The pertinent portions of the will read as follows: “Second: My only legal heir is my wife, Margaret H. Bate-man. I have no children, no deceased children or issue of any deceased children. Third: All the property which stands in the name of myself and my wife, other than property held of record in joint tenancy, if any, is our community property. It is my intention to dispose of all of my property, except any held of record in joint tenancy, and to exercise any testamentary power of appointment I may own at my death. Fourth : I hereby give, devise and bequeath all of my estate, real, personal and mixed and wheresoever situated unto my wife, Margaret H. Bateman. Fifth : In the event my wife predeceases me or does not survive an order of distribution of my estate, then I hereby give, devise and bequeath my estate, real, personal and mixed and wheresoever situated unto Griffith Hall Remelin, the son of my wife, by a former marriage, an adult, presently residing in Garden Grove, California, upon the principle of representation. Sixth : Except as otherwise provided for in this Will, I have intentionally and with full knowledge, omitted to provide for my heirs. If any devisee, legatee or beneficiary under this Will shall contest it or any of its parts or provisions, any share or interest given to that person shall be revoked and augment proportionately the shares of such of the beneficiaries hereunder as shall not have joined or participated in said contest.”
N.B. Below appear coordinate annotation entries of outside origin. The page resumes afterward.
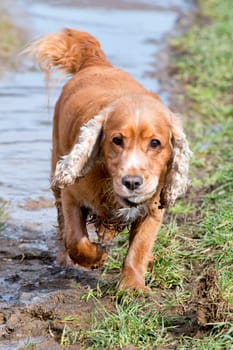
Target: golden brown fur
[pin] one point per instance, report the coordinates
(119, 155)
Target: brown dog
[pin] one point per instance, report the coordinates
(119, 155)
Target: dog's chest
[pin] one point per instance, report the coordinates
(119, 218)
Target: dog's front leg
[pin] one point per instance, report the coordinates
(78, 247)
(142, 237)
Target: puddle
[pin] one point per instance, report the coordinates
(128, 31)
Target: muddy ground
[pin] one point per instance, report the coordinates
(36, 293)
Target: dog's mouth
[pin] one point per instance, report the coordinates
(128, 202)
(135, 201)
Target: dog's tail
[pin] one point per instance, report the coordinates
(69, 51)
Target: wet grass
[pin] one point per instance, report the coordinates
(191, 305)
(12, 39)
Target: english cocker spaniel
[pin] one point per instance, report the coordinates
(119, 155)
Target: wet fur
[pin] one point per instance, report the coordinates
(98, 102)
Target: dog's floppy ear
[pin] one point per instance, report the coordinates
(177, 179)
(79, 161)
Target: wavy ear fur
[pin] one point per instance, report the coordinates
(177, 179)
(79, 161)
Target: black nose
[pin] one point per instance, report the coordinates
(132, 182)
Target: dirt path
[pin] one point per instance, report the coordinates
(36, 293)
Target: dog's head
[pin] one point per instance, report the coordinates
(143, 146)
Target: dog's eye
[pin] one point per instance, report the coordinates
(118, 141)
(155, 143)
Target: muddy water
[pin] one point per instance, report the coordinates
(131, 32)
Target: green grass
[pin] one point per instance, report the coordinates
(197, 236)
(12, 39)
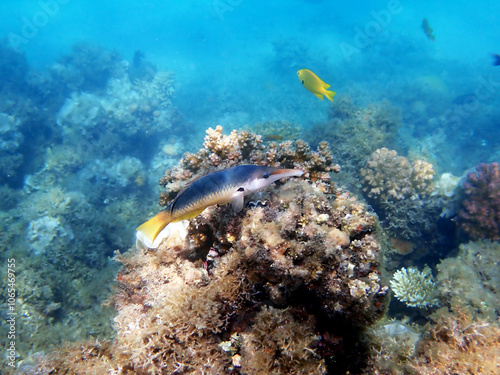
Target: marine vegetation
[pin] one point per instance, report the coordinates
(243, 147)
(356, 133)
(401, 194)
(415, 288)
(281, 287)
(462, 336)
(276, 130)
(225, 186)
(479, 214)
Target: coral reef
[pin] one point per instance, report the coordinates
(88, 67)
(472, 278)
(356, 132)
(76, 142)
(11, 140)
(456, 343)
(268, 290)
(242, 147)
(401, 193)
(388, 176)
(479, 215)
(415, 288)
(277, 130)
(124, 108)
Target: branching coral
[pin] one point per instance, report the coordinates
(401, 193)
(415, 288)
(270, 275)
(242, 147)
(388, 176)
(479, 216)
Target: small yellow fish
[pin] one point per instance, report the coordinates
(314, 84)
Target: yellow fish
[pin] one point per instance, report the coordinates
(314, 84)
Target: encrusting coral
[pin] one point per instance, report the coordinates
(281, 287)
(479, 216)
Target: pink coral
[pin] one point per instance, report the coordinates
(479, 216)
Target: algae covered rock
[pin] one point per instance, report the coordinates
(277, 288)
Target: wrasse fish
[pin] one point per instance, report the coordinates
(226, 186)
(314, 84)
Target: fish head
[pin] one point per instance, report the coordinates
(265, 176)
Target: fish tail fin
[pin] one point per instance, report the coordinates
(330, 95)
(153, 226)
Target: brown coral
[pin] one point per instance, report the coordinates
(243, 147)
(388, 176)
(286, 277)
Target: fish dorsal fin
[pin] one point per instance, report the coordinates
(174, 201)
(237, 201)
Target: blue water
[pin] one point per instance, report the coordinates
(223, 52)
(235, 64)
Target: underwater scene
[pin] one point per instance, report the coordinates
(243, 187)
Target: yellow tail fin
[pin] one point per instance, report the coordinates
(153, 226)
(330, 94)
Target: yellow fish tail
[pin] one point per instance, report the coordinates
(151, 228)
(329, 94)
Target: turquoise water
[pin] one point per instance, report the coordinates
(98, 99)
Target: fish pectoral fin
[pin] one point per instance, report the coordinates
(188, 215)
(330, 95)
(318, 95)
(237, 201)
(153, 226)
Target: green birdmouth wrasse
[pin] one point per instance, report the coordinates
(226, 186)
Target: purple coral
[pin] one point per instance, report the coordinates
(479, 216)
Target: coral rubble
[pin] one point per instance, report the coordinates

It is appellants' contention that the third paragraph of the will expresses an intention that property “held of record in joint tenancy” is to pass by intestacy, in light of the expressed [795]intention “to dispose of all of my property, except any held of record in joint tenancy.” Respondent contends that since the decedent’s wife predeceased him, he, in fact, did not own any joint tenancy property in that the joint tenancy was terminated on his wife’s death. It is further contended that the questioned clause was put in the will solely for the purpose of avoiding confusion with respect to joint tenancy property in the event that he predeceased his wife.